For 2,000 years, the Jewish people longed for Jerusalem, notes Israel’s Foreign Ministry in a Tuesday release, adding that “from the moment that David established it as the capital of his kingdom, and his son Solomon built there the House of God, Jerusalem has captured the Jewish imagination.”
As Jewish people all around the world prepare for the High Holidays at this meaningful time in the Jewish calendar, the Israeli Ministry of Foreign Affairs invites online users on a journey of reflection, to explore some of the diverse meanings of Jerusalem through a new reader titled, “In the Gates of Jerusalem.”
The reader, produced by the Israeli MFA in partnership with the Shalom Hartman Institute, is a collection of writings and poems on the diverse meanings of a united Jerusalem and their implications for contemporary Jewish life and modern Israel.
It also offers remarks by PM Netanyahu and President Rivlin on their “personal Jerusalem.”

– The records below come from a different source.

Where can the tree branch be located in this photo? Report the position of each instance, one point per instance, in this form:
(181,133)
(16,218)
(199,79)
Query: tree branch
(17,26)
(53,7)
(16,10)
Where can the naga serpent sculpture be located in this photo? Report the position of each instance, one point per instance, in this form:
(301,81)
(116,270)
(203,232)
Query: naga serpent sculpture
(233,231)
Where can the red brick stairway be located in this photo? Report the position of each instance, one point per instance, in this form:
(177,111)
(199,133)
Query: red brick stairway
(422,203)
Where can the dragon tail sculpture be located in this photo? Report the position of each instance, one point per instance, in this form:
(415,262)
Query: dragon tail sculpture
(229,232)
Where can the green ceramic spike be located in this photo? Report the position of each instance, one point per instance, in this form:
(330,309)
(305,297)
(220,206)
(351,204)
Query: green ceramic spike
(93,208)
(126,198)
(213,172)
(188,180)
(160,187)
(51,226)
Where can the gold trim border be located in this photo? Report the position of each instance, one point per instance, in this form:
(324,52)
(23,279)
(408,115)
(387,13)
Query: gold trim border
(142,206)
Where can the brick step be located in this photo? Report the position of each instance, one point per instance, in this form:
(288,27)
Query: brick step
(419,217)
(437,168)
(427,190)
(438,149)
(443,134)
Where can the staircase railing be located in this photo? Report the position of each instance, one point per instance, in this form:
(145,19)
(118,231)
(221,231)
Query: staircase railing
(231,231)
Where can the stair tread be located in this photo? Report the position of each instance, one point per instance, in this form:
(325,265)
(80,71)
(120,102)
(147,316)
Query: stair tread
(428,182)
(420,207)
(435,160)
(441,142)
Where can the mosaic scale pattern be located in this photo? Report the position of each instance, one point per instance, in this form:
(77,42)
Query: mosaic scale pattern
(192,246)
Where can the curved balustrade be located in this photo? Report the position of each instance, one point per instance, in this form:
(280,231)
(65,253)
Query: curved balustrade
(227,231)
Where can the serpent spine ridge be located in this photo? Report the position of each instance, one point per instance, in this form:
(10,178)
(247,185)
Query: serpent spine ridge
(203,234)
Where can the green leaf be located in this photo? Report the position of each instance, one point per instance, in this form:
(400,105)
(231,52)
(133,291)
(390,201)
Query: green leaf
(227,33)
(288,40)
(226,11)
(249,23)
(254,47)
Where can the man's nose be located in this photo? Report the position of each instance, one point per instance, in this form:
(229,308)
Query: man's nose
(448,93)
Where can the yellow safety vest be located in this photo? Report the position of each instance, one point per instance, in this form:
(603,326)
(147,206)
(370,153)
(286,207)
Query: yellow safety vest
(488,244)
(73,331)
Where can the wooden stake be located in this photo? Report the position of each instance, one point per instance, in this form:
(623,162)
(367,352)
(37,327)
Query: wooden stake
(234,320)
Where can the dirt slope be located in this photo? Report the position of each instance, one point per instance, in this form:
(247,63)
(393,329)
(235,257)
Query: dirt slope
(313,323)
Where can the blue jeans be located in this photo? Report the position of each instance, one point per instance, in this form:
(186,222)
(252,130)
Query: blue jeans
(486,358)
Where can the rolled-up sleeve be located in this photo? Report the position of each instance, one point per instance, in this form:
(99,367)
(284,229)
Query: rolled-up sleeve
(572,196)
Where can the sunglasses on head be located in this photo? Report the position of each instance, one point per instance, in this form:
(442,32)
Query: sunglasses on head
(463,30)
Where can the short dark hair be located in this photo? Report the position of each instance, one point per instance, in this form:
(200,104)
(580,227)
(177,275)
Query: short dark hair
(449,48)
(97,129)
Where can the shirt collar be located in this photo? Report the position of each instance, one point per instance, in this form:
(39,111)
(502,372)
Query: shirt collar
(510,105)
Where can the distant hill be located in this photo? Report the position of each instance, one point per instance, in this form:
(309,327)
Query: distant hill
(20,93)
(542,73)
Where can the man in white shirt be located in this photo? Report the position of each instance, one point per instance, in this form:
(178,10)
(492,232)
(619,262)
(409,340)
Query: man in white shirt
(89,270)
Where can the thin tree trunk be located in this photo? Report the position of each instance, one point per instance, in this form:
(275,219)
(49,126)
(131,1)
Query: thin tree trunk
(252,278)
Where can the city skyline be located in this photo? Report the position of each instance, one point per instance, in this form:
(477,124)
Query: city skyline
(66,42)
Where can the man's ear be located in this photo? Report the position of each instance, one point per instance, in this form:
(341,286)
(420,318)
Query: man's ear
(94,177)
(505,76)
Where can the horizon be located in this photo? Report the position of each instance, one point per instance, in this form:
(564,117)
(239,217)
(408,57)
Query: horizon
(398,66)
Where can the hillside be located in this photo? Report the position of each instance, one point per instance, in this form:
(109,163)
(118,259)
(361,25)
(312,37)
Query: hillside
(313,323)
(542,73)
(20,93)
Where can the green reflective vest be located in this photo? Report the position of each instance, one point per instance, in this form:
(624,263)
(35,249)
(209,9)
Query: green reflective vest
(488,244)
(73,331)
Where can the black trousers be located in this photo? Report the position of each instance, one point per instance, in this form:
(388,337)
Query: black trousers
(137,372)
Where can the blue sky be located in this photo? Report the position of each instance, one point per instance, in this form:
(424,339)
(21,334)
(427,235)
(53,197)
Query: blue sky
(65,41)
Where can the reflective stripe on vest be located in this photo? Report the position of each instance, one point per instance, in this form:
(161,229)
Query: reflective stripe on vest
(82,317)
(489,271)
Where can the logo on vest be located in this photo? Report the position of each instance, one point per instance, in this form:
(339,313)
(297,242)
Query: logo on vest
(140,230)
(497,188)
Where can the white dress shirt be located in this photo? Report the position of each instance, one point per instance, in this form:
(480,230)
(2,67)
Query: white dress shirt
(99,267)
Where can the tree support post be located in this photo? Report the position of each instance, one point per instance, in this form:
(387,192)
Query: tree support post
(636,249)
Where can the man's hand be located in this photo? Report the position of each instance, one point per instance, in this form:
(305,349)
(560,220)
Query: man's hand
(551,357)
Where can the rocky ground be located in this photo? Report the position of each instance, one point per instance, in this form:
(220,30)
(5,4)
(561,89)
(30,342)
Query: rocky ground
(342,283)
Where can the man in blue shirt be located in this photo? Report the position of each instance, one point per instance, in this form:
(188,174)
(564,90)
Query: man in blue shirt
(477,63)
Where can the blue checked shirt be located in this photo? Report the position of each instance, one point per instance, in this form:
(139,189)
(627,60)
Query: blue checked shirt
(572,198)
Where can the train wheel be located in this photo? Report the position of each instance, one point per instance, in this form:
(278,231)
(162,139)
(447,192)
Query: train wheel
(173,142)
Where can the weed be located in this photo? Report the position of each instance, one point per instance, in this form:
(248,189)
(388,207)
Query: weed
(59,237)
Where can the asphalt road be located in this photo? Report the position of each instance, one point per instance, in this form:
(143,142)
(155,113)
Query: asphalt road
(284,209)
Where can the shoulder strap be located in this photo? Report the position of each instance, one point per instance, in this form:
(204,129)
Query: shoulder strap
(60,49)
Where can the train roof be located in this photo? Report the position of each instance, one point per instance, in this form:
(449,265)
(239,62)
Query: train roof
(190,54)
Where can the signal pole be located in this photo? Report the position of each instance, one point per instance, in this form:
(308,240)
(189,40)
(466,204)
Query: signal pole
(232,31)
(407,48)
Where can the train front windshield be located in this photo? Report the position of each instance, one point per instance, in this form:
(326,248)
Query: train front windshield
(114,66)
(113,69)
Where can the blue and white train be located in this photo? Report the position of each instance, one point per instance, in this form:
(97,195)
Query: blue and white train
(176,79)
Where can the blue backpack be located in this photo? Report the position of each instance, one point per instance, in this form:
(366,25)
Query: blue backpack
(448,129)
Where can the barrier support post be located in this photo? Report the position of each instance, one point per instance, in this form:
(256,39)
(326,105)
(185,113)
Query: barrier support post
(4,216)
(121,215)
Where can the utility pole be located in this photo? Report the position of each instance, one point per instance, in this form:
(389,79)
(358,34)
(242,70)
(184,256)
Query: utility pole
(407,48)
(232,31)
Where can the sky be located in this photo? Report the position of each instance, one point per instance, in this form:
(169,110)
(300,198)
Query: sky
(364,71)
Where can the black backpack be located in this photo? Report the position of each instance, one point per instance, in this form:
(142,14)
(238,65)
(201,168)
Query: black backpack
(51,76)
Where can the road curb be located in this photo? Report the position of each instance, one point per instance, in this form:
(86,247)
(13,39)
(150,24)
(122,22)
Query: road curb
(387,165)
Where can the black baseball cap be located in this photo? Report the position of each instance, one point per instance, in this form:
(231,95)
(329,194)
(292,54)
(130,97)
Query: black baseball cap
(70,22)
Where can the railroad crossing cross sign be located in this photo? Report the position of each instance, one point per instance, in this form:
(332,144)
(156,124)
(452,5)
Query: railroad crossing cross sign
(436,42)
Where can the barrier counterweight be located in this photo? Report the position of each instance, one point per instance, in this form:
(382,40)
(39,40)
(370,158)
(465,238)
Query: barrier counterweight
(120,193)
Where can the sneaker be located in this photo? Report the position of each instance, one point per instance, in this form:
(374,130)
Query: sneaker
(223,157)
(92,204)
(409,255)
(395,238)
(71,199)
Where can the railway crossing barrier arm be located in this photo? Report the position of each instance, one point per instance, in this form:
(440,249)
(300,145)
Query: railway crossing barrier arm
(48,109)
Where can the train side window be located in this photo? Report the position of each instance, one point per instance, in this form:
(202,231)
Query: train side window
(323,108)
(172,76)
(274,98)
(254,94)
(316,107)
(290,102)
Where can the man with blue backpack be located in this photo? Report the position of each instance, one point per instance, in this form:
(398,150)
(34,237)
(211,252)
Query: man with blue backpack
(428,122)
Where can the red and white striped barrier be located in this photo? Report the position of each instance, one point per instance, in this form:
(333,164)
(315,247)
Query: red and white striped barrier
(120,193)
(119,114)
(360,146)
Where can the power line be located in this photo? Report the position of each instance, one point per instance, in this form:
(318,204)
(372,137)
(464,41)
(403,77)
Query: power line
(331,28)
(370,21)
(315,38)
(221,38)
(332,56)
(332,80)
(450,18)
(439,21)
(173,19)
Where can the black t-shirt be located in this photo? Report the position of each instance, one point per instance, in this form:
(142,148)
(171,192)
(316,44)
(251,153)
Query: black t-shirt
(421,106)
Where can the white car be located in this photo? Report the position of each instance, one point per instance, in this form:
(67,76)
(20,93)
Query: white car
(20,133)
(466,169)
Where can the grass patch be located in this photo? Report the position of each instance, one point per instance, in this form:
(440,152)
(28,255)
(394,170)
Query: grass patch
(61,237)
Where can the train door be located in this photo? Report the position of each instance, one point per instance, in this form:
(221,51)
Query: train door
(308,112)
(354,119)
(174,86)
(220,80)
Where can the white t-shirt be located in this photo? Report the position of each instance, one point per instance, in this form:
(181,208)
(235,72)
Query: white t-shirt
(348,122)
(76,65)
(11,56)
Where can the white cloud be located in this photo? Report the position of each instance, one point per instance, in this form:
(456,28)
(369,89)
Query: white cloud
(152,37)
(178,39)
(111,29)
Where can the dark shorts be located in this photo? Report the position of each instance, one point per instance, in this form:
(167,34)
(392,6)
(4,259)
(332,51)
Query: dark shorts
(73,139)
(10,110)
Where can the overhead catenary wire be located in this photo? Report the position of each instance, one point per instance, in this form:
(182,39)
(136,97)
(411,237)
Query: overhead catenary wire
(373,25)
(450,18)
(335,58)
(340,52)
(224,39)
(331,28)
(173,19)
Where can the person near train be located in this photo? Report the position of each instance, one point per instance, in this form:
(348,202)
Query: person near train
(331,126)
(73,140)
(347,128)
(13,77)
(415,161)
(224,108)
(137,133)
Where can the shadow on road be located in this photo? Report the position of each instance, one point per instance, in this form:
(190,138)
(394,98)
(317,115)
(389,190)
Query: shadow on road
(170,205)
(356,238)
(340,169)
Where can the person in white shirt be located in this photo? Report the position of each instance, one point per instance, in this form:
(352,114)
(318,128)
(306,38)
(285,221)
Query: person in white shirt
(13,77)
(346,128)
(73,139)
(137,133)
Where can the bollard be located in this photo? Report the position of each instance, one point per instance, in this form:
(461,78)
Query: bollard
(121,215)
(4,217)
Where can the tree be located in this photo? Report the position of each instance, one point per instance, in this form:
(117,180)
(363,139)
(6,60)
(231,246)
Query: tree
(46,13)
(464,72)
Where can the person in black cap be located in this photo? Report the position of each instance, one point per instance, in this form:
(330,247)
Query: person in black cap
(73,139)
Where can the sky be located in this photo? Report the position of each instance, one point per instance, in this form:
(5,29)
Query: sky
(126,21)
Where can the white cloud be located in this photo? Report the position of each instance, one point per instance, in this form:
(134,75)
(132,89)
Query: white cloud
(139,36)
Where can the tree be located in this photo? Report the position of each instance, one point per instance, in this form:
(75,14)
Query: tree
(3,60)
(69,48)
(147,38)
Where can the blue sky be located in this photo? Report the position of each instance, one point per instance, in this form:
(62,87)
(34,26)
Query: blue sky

The collection includes this entry by poet and anti-Nazi partisan Abba Kovner, a secular Jew who came to Israel shortly before the founding of the state:
“During my first week in Israel, I stood at the Western Wall. My late mother of blessed memory had given me no instruction, as we had no opportunity for farewell. I stood one pace from the Kotel, from its stones, and felt that I did not belong. I felt rooted in a different reality. I had not moved away even one step, but someone pulled at my sleeve and asked me to join the minyan. I put on a hat and joined them for the Mincha prayer. I had arrived.”